Ich bin 1966 geboren und bin nach der vierten Klasse in Frankenthal aufs Gymnasium gegangen. Mit ein paar Freunden. Andere Freunde wechselten auf die Reals- oder Hauptschule. Für die Freundschaften war das weitgehend unbedeutend. Um 13:00 Uhr läutete es, ich war um 14:00 Uhr mit Essen und meist auch mit Hausaufgaben fertig, spätestens um drei ging es raus: Kicken, Rad fahren, Schwimmen gehen, Blödsinn machen, Vereinstraining. Mit meinen Freunden und anderen Kindern. Beim Abendessen war ich oft todmüde, weil ausgepowert.
Gemeinsamkeit
Mit einigen meiner Freunde bin ich unabhängig vom Schulabschluss und der späteren beruflichen „Laufbahn“ immer noch gut befreundet. Die einen arbeiten als Handwerker, andere in Heilberufen ohne Ärzte zu sein, es gibt Händler und Dienstleister unter ihnen. Alles feine Leute, die teils mal richtig ordentlich mehr Geld verdienen als ich. Und die oft um einiges weniger arrogant sind als die, die sich für die Elite halten.

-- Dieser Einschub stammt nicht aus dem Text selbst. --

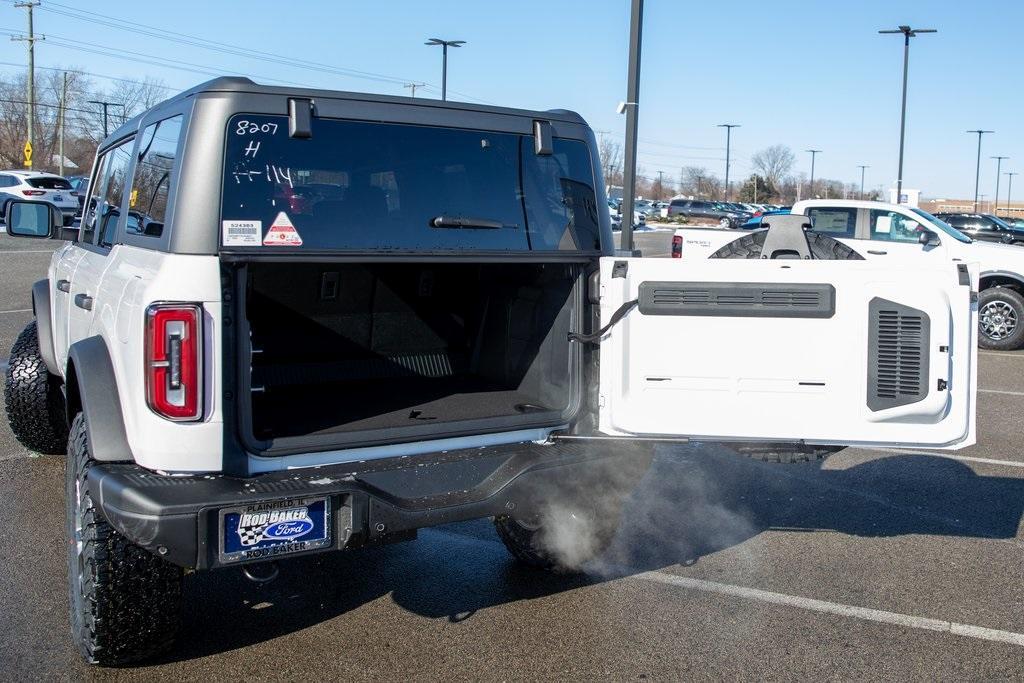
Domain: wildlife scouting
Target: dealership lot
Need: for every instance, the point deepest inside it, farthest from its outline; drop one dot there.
(869, 564)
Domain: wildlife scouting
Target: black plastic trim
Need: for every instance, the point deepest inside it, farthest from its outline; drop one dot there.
(176, 516)
(97, 391)
(44, 326)
(737, 299)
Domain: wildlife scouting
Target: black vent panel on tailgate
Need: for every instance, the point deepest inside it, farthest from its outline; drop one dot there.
(737, 299)
(897, 354)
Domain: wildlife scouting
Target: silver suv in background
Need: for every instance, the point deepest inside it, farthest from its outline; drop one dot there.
(38, 186)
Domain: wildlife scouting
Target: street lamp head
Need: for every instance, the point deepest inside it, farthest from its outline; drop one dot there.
(449, 43)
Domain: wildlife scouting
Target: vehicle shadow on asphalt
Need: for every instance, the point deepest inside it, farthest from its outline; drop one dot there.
(693, 502)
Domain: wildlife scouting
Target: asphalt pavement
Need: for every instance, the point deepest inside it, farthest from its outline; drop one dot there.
(867, 565)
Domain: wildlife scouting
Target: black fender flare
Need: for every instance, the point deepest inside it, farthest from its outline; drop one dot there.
(44, 326)
(92, 388)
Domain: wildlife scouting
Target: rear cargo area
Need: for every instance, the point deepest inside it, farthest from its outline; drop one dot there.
(368, 352)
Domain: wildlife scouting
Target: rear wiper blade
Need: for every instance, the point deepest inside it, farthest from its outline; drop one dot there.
(466, 222)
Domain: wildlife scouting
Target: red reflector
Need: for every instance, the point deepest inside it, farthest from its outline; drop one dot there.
(174, 360)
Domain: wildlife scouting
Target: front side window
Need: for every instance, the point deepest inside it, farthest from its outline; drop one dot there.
(358, 185)
(152, 179)
(834, 221)
(117, 180)
(893, 226)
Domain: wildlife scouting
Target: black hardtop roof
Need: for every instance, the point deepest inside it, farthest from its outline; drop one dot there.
(246, 85)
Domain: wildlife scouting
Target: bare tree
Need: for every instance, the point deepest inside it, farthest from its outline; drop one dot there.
(773, 163)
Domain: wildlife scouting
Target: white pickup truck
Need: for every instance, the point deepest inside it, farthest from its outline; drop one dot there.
(891, 232)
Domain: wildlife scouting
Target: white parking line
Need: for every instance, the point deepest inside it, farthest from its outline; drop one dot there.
(810, 604)
(823, 606)
(1001, 391)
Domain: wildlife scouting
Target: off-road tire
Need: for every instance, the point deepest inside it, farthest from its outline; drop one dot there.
(1012, 298)
(125, 602)
(530, 543)
(821, 246)
(33, 398)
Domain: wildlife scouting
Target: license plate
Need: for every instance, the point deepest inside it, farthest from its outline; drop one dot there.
(274, 528)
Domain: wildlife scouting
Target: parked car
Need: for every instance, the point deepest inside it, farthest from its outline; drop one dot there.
(984, 226)
(39, 186)
(899, 236)
(246, 382)
(698, 209)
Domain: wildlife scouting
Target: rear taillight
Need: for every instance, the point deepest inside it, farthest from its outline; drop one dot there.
(174, 360)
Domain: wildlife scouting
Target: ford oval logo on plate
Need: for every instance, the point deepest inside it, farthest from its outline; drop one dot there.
(287, 530)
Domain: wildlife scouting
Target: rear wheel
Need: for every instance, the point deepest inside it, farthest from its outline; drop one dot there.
(33, 398)
(125, 602)
(1000, 319)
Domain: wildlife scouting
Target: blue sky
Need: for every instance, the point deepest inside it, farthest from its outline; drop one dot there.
(803, 74)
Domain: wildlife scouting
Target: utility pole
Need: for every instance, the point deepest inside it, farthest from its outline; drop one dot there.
(62, 113)
(998, 167)
(728, 140)
(630, 108)
(105, 105)
(810, 189)
(977, 170)
(31, 40)
(444, 45)
(907, 33)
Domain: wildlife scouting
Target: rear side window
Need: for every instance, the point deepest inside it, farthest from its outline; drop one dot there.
(152, 179)
(358, 185)
(835, 221)
(49, 183)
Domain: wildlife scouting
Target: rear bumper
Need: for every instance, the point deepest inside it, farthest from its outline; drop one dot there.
(177, 517)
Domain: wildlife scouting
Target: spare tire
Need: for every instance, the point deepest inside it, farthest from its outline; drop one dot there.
(821, 246)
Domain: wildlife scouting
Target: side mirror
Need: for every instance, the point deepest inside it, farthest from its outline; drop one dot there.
(928, 239)
(33, 219)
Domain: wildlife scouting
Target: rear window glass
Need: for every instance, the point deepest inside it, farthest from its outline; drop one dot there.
(357, 185)
(49, 183)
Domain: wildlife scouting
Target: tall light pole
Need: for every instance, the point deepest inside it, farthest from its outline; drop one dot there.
(998, 167)
(728, 146)
(814, 153)
(629, 108)
(444, 45)
(977, 170)
(1010, 188)
(907, 34)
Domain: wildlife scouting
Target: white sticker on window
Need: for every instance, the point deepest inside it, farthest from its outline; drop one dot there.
(283, 232)
(242, 232)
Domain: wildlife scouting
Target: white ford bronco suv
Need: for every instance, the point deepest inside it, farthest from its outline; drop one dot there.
(298, 321)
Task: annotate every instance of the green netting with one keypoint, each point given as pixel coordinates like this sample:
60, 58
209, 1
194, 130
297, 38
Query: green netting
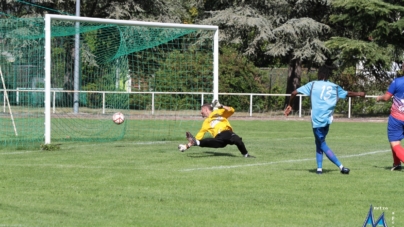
122, 68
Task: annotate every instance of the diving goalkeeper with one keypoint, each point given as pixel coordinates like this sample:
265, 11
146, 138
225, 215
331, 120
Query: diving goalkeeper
218, 126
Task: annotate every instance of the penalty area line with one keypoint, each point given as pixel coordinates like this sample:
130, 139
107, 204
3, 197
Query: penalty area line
278, 162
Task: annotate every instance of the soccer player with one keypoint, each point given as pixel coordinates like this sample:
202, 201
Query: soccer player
217, 124
395, 125
324, 96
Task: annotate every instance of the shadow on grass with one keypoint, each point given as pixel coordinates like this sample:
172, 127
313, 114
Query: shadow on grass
386, 168
325, 171
210, 154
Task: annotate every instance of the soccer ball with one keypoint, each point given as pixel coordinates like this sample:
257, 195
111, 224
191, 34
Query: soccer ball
182, 147
118, 118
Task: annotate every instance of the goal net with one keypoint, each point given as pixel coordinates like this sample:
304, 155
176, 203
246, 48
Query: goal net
156, 74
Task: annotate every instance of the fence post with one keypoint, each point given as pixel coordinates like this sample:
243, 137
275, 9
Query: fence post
103, 103
300, 105
152, 103
54, 100
250, 105
202, 99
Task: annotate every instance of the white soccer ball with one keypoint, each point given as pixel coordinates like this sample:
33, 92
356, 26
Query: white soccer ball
182, 147
118, 118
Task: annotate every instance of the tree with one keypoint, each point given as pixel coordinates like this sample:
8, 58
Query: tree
370, 33
291, 31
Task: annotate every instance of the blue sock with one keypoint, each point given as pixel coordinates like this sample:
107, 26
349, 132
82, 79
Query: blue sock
330, 155
319, 158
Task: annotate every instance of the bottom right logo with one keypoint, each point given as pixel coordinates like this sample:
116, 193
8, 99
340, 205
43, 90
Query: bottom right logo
381, 221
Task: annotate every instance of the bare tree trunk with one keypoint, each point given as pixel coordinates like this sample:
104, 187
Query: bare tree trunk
293, 82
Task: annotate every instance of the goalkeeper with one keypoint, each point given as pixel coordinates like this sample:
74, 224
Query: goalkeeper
217, 124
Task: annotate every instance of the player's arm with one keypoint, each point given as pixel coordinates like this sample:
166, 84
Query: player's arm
354, 94
288, 109
387, 96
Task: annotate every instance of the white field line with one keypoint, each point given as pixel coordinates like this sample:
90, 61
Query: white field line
278, 162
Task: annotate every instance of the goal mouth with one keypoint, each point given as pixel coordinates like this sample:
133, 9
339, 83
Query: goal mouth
92, 68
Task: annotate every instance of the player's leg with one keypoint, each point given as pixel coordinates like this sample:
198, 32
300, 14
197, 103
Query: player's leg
212, 142
395, 133
319, 157
396, 161
320, 135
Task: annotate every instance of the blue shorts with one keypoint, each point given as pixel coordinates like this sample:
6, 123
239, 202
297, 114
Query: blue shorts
395, 129
321, 133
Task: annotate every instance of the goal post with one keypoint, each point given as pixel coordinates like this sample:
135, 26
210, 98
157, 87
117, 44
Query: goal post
171, 47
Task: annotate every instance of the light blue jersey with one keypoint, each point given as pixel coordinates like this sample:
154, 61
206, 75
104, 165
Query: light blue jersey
324, 96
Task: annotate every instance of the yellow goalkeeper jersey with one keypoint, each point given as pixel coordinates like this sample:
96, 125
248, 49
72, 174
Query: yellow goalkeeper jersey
216, 123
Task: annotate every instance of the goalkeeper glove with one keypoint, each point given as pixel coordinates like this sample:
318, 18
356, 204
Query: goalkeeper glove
216, 104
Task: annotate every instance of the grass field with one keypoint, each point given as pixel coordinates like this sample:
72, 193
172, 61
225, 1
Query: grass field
133, 183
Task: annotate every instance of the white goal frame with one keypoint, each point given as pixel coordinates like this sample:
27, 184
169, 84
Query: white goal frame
50, 17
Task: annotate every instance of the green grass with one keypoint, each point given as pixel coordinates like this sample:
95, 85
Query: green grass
133, 183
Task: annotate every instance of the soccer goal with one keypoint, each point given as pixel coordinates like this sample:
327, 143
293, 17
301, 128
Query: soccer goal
156, 74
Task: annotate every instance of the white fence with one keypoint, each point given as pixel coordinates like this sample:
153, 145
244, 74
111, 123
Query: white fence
154, 94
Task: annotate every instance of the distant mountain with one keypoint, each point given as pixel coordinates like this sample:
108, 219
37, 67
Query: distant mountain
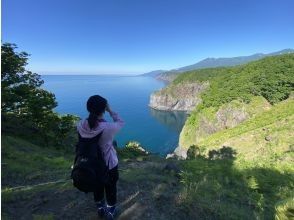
214, 62
154, 73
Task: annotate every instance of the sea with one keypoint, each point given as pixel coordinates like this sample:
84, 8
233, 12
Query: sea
157, 131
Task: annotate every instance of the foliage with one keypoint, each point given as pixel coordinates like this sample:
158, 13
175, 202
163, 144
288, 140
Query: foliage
217, 189
271, 77
23, 162
21, 92
132, 150
24, 101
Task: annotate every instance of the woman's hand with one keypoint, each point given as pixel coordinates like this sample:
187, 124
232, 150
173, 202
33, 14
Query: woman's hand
108, 108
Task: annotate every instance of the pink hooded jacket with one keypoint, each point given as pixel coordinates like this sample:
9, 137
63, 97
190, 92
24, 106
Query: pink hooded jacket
105, 142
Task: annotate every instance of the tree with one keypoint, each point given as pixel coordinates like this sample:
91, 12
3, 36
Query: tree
21, 92
24, 100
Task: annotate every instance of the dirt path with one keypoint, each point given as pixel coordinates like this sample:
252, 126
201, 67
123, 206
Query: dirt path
146, 190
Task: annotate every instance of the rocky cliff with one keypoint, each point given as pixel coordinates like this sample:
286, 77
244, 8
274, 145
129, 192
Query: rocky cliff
212, 120
181, 97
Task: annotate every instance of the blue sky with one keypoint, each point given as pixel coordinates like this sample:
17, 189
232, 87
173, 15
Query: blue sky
137, 36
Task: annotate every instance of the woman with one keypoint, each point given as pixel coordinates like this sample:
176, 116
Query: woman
92, 126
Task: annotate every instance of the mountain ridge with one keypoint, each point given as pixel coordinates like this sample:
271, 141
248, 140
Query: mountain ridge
211, 62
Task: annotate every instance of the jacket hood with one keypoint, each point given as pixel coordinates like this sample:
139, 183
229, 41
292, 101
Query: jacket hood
85, 131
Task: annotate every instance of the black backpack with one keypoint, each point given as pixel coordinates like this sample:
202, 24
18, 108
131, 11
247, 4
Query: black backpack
89, 170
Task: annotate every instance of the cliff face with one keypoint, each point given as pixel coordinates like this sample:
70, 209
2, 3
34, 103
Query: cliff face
204, 123
182, 97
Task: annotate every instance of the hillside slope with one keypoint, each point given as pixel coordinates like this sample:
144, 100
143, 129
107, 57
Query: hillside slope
149, 187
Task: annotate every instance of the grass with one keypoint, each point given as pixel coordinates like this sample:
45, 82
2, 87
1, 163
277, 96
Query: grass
218, 189
23, 162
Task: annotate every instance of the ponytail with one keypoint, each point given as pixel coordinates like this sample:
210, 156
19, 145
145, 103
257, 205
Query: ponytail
92, 120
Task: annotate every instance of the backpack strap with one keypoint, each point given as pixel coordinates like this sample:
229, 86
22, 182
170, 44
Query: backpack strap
86, 141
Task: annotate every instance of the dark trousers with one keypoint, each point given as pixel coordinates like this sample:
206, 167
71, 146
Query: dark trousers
109, 188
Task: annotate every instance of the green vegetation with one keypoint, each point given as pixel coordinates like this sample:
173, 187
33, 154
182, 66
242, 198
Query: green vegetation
247, 111
24, 101
271, 77
217, 189
239, 166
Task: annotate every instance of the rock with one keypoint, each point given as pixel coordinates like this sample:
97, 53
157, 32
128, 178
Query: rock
182, 97
172, 167
181, 153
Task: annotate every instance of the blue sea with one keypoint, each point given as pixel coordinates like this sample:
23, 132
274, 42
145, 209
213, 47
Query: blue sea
157, 131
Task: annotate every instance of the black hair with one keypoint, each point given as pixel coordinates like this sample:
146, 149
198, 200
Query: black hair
96, 105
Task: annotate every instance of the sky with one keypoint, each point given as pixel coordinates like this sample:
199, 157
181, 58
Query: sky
137, 36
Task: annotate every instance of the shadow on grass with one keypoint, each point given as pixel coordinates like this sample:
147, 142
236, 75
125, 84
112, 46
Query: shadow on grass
214, 189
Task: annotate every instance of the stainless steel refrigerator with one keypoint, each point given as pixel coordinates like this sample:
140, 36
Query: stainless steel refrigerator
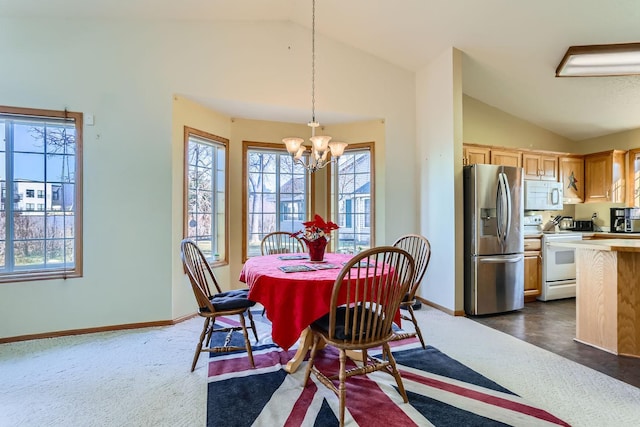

Überhaupt diese ganze leidige Elitendiskussion: Wenn ich einem Kumpel einen französischen Text übersetzt habe oder die Inschriften auf alten Denkmälern lesen und verstehen konnte, wusste ich, dass ich mehr weiß als mein Hauptschulfreund. Na und? Dafür konnte der flitzeflink später Maße und Winkel berechnen, wusste immer, wo gerade die besten Preise für was auch immer waren. Das ergänzt sich bis heute.
Zusammen, statt getrennt

Hardy Prothmann (45) fordert mehr Weitblick bei der Schulpolitik.
Damit bin ich beim Kern der Debatte: Vor meiner Zeit wurden Jungs und Mädchen getrennt. Auch zu meiner Zeit wurden wir Kinder getrennt. Gemeinsames Lernen gab es nicht. Aber wir hatten neben der Schule viel Zeit für Gemeinschaft. Heute werden die Kinder auch getrennt, aber durch die Lebenssituation vieler Eltern brauchen sie eine längere Betreuung. Sicher sind auch die Anforderungen in der Schule gestiegen, also auch länger Schule.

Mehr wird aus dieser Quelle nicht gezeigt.